Но, с другой стороны, только эта страсть к талантливому и неповторимому позволяла Довлатову реагировать с такой убийственной точностью на все проявления шаблонности, пошлости, душевной лени в окружавшей его жизни.
( Ефимов И.Неповторимость любой ценой // Малоизвестный Довлатов: Сборник. СПб., 1995. С. 447)
Петр Вайль, писатель:
Об этом довлатовском правиле искусственного замедления письма посвященные (я в том числе) рассказали уже давно. Но надо бы в таком писательском самоистязании выделить одно — безраздельное, разнузданное торжество стиля. Ведь Довлатов, всегда и все писавший по фактической канве, без колебаний менял факт — самым вопиющим образом — если факт начинался с неподходящей буквы.
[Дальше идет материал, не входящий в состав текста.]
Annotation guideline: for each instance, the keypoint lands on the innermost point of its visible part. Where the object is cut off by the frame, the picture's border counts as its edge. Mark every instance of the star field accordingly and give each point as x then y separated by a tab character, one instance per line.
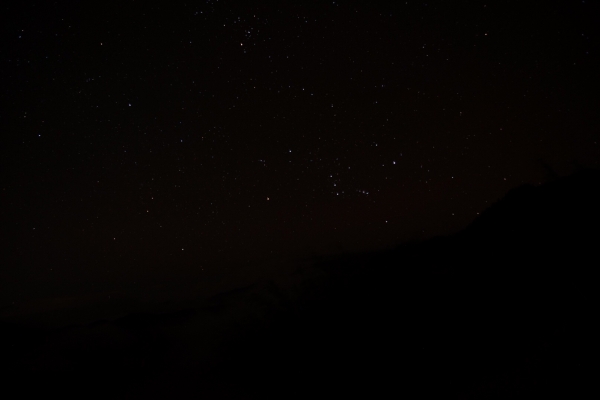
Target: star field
145	144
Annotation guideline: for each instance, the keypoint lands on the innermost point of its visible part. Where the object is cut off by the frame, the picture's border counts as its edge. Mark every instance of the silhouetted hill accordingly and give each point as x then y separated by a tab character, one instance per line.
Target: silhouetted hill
503	309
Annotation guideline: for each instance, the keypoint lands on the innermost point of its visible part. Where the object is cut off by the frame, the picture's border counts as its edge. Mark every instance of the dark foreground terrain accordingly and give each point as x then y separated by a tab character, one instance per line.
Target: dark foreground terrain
504	309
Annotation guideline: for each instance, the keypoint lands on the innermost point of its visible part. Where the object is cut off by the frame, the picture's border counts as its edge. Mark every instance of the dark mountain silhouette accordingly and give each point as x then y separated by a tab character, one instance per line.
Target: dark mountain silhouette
503	309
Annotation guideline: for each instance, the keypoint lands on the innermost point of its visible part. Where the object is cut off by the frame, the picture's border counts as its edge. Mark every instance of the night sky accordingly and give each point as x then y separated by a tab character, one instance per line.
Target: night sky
157	152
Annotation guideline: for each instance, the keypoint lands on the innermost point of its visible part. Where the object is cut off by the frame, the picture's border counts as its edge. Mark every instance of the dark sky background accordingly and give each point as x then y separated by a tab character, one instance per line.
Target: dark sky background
155	152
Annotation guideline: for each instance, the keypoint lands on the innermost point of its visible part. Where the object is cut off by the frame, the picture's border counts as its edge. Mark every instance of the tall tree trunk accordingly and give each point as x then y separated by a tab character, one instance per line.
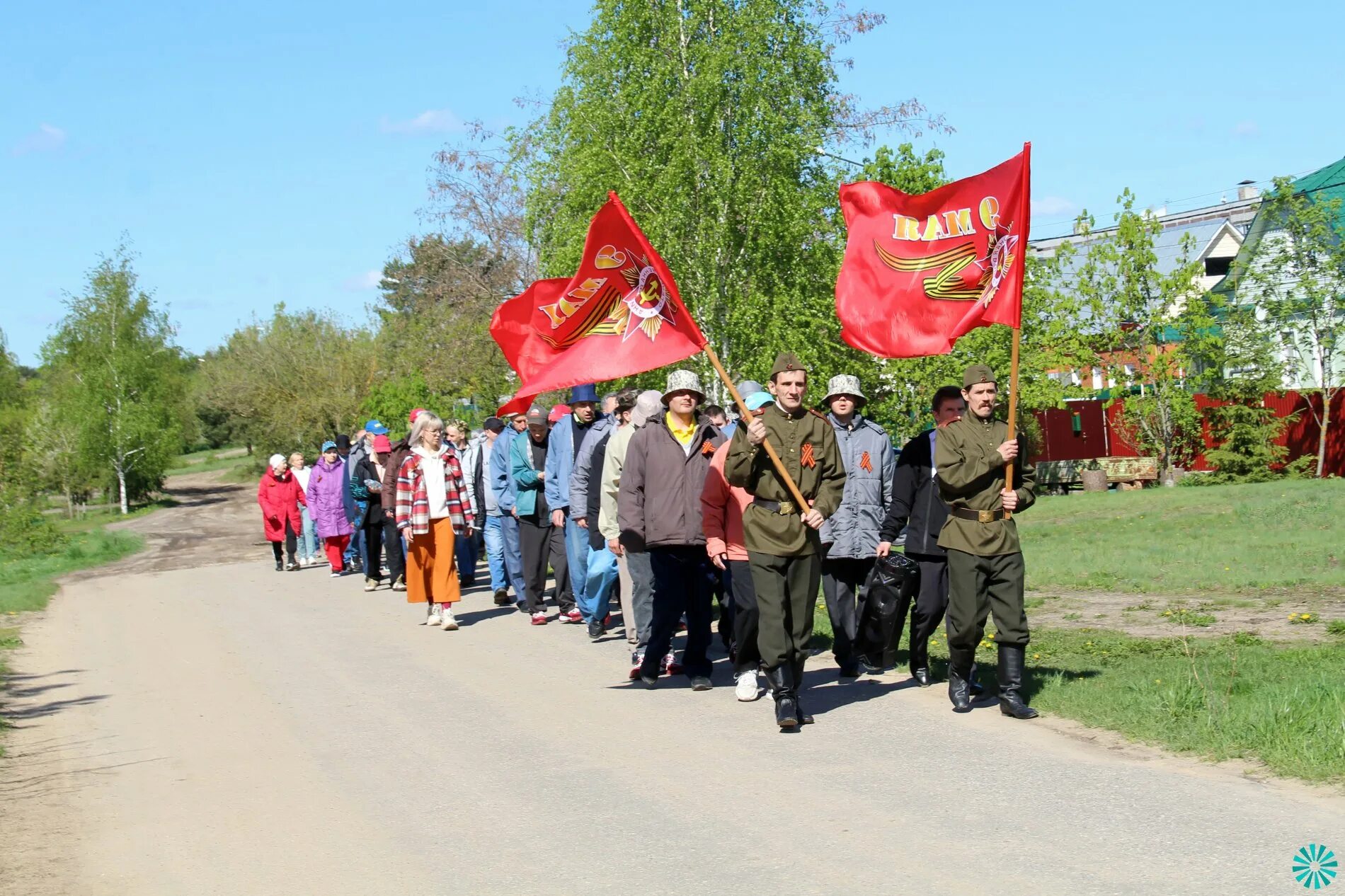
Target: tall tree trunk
1321	434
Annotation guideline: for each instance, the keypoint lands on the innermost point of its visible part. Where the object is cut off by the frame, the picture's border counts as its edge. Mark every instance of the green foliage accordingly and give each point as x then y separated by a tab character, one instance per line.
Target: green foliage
435	343
1232	697
1279	537
1149	330
27	583
1246	436
391	400
1293	277
708	120
292	381
25	532
118	381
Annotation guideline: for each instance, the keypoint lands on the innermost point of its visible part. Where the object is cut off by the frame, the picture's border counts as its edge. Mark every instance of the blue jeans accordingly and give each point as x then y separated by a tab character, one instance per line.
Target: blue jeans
597	591
496	552
514	557
466	553
309	539
578	552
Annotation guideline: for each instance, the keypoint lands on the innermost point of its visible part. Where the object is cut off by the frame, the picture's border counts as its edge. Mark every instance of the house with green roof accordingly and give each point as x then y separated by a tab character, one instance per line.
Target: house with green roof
1251	271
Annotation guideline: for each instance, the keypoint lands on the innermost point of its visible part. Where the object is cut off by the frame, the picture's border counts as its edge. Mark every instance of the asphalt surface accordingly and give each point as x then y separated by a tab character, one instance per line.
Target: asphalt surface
231	730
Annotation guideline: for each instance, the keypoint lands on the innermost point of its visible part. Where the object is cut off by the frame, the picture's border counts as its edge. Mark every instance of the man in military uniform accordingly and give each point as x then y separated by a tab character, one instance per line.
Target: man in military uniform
784	551
985	563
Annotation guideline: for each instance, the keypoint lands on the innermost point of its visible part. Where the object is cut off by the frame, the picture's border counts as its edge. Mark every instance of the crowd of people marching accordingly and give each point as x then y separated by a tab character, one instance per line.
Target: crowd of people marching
657	505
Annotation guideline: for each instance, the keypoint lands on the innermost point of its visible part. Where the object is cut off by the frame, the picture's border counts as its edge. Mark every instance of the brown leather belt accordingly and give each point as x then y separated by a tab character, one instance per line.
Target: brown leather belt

Понятно, что чаще всего насилию подвергались числительные и имена собственные. Указывать места не буду. В этом есть что-то доносительское — да и пусть исследователи сами потрудятся. Но Довлатову ничего не стоило заменить, допустим, Лондон на Париж, если в предложении необходимо было присутствие героя по имени Леонид — пусть даже таким образом Париж становился столицей Великобритании. Семидесятые менялись на шестидесятые, внося нелепость и анахронизм, и без подсказки никогда не догадаться, что все дело в соседнем предлоге «с».